Key signatories included Rep. Judy Chu, a Democrat from Southern California who chairs the Congressional Asian Pacific American Caucus. Reps. Anna Eshoo, Zoe Lofgren, and Ro Khanna, all Democrats who represent the San Francisco Bay Area’s Silicon Valley, also signed the letter, along with Rep. Barbara Lee and Jerry McNerney, who represent portions of the East Bay Area tech corridor.
The Congress members noted, in its letter, that attaining an employment-based green card can take several decades. “The Department of Homeland Security extended eligibility for employment authorization to certain H-4 dependent spouses because it recognized the economic hardship facing the families of many H-1B workers who needed dual incomes to survive in high-cost areas.”
In many areas where these high-tech professionals live, such as Silicon Valley, it is nearly impossible for a family to live on one income,” noted the letter to Nielsen. “The H-4 rule lessens the burden on thousands of H-1B recipients and their families while they transition from non-immigrants to lawful permanent residents, by allowing their families to earn dual incomes,” stated the Congress members adding: “Many entrepreneurs used their EADs to start businesses that now employ U.S. citizens. Eliminating this benefit removes an important incentive for highly skilled immigrants to remain here to invest in and grow our economy to the benefit of all Americans.”

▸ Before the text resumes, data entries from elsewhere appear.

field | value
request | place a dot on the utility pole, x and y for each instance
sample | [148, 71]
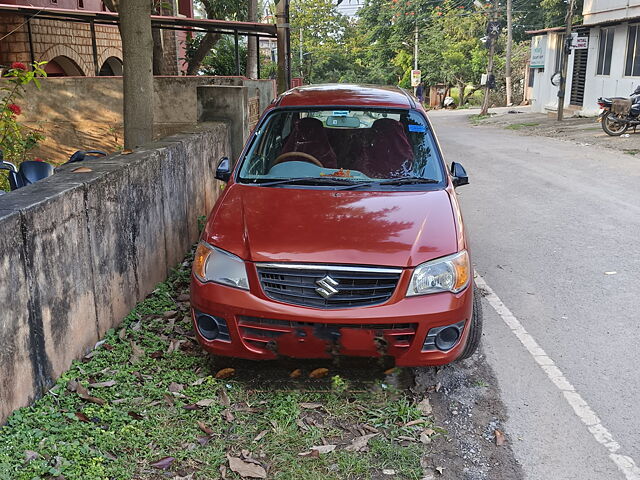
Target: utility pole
[301, 54]
[565, 59]
[284, 45]
[507, 67]
[492, 51]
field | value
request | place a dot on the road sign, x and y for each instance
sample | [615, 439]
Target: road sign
[416, 77]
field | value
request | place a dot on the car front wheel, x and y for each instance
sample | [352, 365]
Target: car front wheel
[475, 327]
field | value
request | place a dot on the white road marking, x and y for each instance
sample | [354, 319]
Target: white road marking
[580, 407]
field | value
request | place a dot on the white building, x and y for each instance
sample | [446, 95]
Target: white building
[608, 66]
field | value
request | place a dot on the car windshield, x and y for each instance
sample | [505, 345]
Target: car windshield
[377, 147]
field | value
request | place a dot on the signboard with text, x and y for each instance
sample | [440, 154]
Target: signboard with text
[416, 76]
[538, 51]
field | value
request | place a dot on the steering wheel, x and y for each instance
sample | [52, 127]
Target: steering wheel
[306, 156]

On Jan. 17, AILA joined several organizations to send a letter Lee Francis Cissna, Director of U.S. Citizenship and Immigration Services, urging the agency to continue work authorization for H-4 dependent spouses. The writers noted that in 2016, there were approximately 3.3 million STEM job openings posted online. By contrast, in that same year, U.S. universities graduated just 568,000 students with STEM degrees.
“To meet this job demand, it is vital that we not only provide STEM education and training to more U.S. children, workers, and college students, but that we also recruit the top talent from U.S. universities and from abroad. The H-4 rule is instrumental in allowing U.S. employers to fill these critical positions with qualified professionals,” wrote the signatories to the letter.
H-4 visa holders whose spouses are on track for legal permanent residency, gained eligibility for work authorization in May 2015, after a multi-year battle. But the Trump administration announced last year that the program – which currently benefits about 100,000 people, primarily women from India – was on the chopping block. The administration has clubbed its decision on rescinding work authorization to a lawsuit by Save Jobs USA, which contends that the program negatively impacts American workers.
DHS entered a court filing Feb. 28 stating it would not issue a decision terminating work authorization for H-4 visa holders until June, because it needs time to review the economic impact of terminating the program.